MaxQuant Score is not a p-value. However, you can
construct pseudo-p-values to run p-value-based
calibration and BH-stability diagnostics. The most defensible option for
arbitrary scores is to use the empirical decoy null tail
(method = "decoy_ecdf"), which maps scores to right-tail
probabilities under the decoy distribution.
# Create pseudo-p-values from the decoy score tail and rerun diagnostics with p-value checks.
x_mq$p <- score_to_pvalue(
score = x_mq$score,
method = "decoy_ecdf",
is_decoy = x_mq$is_decoy
)
attr(x_mq, "meta")$p_source <- "score_to_pvalue(method='decoy_ecdf' on MaxQuant Score)"
diag_p <- dfdr_run_all(
xs = list(MaxQuant_PSM = x_mq),
alpha_main = 0.01,
p_stratify = "run" # optional stratification if run column is meaningful
)
dfdr_write_report(diag_p, out_dir = "diagFDR_maxquant_out_with_p", formats = c("csv","png","manifest","readme","summary"))

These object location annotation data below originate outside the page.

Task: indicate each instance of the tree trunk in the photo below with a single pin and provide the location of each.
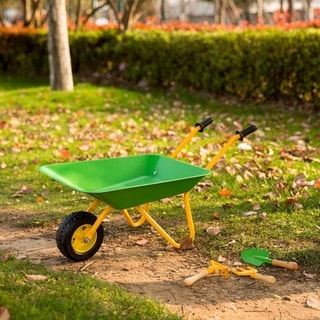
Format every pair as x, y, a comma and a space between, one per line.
260, 11
58, 46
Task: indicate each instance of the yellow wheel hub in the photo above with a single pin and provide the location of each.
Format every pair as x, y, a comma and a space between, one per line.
78, 244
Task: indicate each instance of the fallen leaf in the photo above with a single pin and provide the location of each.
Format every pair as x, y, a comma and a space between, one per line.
186, 244
249, 213
141, 242
35, 277
166, 200
213, 231
313, 302
262, 215
221, 259
317, 184
256, 207
310, 275
4, 314
216, 215
290, 202
225, 192
39, 199
5, 256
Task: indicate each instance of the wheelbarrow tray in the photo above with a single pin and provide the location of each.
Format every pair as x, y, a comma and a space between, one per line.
125, 182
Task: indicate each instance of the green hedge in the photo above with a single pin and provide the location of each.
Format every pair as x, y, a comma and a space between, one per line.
260, 64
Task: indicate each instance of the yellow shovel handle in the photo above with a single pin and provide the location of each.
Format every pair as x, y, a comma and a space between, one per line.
191, 280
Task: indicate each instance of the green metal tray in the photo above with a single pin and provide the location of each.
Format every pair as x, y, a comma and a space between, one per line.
125, 182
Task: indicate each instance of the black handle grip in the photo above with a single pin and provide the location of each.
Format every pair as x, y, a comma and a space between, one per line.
246, 132
204, 123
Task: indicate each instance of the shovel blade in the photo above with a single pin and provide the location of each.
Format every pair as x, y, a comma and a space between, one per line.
256, 257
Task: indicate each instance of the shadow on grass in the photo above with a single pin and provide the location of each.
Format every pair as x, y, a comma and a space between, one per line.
8, 82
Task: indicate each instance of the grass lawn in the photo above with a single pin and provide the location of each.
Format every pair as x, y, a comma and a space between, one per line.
262, 193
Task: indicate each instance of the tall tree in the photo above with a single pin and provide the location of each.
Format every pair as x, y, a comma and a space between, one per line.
58, 45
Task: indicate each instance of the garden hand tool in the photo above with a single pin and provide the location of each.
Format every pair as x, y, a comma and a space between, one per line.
253, 273
257, 257
215, 267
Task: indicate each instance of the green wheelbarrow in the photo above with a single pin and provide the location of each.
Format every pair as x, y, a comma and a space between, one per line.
123, 183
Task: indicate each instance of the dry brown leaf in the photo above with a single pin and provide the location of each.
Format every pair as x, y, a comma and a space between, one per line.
249, 213
5, 256
216, 215
35, 277
186, 244
4, 313
141, 242
225, 192
213, 231
290, 202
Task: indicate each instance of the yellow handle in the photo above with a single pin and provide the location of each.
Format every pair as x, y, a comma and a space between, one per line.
285, 264
268, 279
191, 280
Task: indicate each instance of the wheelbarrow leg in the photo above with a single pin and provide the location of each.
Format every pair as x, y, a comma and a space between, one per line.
189, 216
130, 220
97, 223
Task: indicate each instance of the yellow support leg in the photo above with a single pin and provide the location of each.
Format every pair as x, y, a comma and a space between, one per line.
157, 227
130, 220
97, 223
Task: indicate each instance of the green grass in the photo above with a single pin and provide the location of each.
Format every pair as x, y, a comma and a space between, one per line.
93, 122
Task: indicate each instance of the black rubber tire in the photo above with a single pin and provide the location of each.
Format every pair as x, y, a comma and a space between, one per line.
65, 236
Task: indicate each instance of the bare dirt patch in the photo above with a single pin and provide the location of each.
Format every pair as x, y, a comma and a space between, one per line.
150, 270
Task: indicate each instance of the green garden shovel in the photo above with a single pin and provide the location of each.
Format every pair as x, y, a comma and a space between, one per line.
257, 257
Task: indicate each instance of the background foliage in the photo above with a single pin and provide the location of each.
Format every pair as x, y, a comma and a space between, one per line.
220, 62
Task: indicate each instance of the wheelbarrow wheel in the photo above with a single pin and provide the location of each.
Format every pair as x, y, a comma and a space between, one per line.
70, 236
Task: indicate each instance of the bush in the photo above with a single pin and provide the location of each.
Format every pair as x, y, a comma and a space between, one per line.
258, 64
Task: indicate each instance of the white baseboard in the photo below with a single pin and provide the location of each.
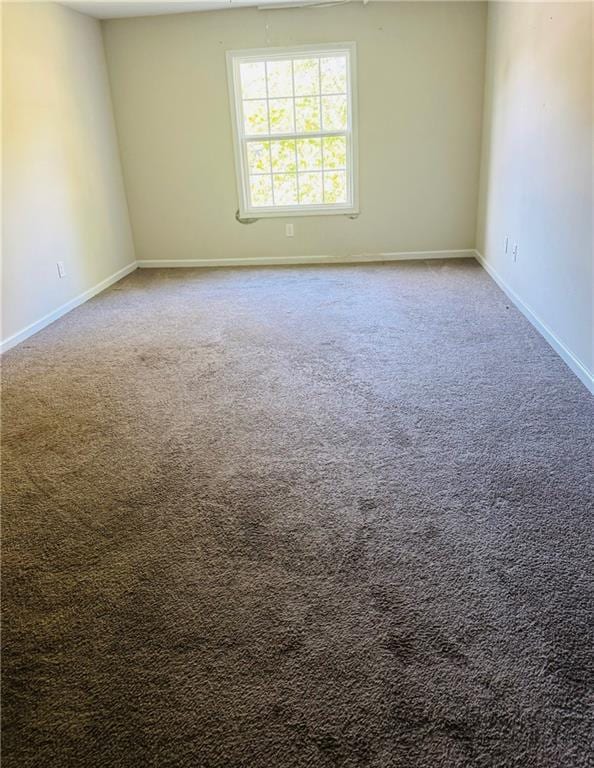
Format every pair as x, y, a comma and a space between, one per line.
46, 320
566, 355
264, 261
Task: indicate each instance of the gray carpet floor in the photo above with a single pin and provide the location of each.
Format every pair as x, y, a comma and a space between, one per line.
278, 518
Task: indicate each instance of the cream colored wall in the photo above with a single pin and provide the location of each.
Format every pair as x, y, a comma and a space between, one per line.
536, 180
63, 195
420, 105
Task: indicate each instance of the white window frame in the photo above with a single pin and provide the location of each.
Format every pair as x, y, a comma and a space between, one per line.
234, 59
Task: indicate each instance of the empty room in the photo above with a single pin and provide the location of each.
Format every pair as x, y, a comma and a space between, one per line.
297, 384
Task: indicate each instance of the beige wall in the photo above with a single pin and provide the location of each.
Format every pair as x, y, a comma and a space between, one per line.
420, 106
63, 196
536, 180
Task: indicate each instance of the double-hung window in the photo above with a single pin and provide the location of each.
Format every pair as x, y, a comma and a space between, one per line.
294, 120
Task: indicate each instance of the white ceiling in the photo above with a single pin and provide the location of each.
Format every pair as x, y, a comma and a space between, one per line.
113, 9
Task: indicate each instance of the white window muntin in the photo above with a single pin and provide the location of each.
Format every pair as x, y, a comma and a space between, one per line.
242, 139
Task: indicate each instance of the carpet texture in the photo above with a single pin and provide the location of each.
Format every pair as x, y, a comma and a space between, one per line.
299, 517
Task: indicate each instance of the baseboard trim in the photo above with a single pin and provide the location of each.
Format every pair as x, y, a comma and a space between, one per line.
564, 353
46, 320
277, 261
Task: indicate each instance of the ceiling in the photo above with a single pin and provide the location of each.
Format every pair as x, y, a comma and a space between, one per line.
113, 9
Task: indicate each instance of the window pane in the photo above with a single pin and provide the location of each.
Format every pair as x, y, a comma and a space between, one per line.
281, 115
307, 77
280, 78
255, 117
335, 152
335, 187
310, 188
253, 80
258, 156
261, 190
333, 74
285, 188
309, 154
307, 112
334, 113
283, 155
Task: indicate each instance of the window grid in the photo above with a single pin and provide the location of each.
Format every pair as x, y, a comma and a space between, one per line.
302, 172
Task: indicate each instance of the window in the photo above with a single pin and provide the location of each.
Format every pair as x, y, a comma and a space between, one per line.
294, 120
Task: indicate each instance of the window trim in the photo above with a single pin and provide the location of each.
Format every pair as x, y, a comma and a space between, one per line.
234, 58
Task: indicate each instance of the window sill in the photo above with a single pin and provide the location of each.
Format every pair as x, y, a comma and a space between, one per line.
260, 213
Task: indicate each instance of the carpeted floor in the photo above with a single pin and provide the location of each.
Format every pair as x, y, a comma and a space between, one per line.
278, 518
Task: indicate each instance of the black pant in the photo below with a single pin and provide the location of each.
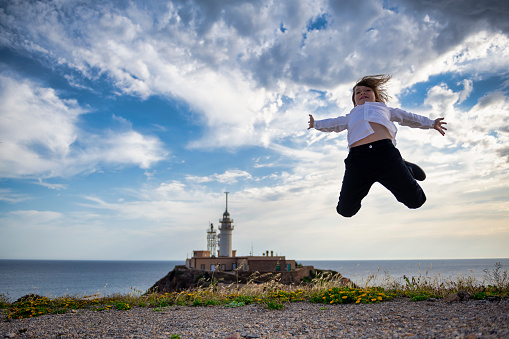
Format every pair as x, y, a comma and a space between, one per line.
379, 162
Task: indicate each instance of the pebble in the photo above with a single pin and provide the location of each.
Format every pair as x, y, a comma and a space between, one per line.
401, 318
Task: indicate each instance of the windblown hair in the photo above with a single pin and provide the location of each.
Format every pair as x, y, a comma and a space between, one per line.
377, 84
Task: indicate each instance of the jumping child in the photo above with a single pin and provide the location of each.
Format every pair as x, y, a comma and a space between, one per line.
373, 156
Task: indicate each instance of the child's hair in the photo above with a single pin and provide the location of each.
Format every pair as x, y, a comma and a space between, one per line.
377, 84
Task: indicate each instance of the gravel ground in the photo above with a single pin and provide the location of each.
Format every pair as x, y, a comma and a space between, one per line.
402, 318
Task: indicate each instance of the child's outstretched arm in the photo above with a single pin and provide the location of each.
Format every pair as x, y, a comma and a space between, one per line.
438, 125
311, 122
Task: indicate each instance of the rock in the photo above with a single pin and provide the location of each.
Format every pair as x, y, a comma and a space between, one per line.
182, 278
456, 297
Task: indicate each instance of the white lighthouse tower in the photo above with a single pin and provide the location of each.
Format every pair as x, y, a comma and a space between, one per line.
225, 233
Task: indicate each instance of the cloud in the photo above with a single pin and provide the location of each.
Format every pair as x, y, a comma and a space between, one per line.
235, 72
41, 137
228, 177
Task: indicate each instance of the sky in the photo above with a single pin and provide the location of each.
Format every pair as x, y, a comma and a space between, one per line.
122, 124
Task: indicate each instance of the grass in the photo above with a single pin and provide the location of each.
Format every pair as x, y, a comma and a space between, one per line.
324, 288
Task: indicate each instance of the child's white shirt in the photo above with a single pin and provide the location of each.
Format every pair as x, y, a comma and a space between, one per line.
357, 121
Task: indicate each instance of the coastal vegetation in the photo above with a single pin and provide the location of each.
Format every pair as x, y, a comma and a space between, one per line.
324, 287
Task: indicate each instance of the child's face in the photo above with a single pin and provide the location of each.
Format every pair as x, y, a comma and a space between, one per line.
364, 94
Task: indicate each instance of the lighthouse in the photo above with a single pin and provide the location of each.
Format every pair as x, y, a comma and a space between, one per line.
225, 233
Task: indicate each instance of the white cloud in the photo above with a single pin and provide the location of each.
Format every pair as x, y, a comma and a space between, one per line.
40, 136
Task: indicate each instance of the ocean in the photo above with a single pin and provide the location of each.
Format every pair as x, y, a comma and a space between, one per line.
55, 278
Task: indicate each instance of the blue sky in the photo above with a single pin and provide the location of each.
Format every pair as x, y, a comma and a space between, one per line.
122, 124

dfdr_render_report(diag_p, out_dir = "diagFDR_maxquant_out_with_p")Universe / scope:
read_dfdr_maxquant_msms() produces a PSM-level universe;
q-values are reconstructed by score-based TDC. Protein-level claims
require additional inference.
Stability: D_alpha,
CV_hat, and D_alpha_win quantify whether the
operating cutoff is well supported by decoys. Very strict cutoffs can
yield sparse decoy tails.
Calibration: equal-chance diagnostics are internal plausibility checks under the target–decoy model. Agreement with expectations supports (but does not prove) correct FDR control.
Pseudo-p-values derived from the decoy tail can be used for additional calibration/stability diagnostics, but should be interpreted as diagnostic tools unless null calibration is theoretically guaranteed.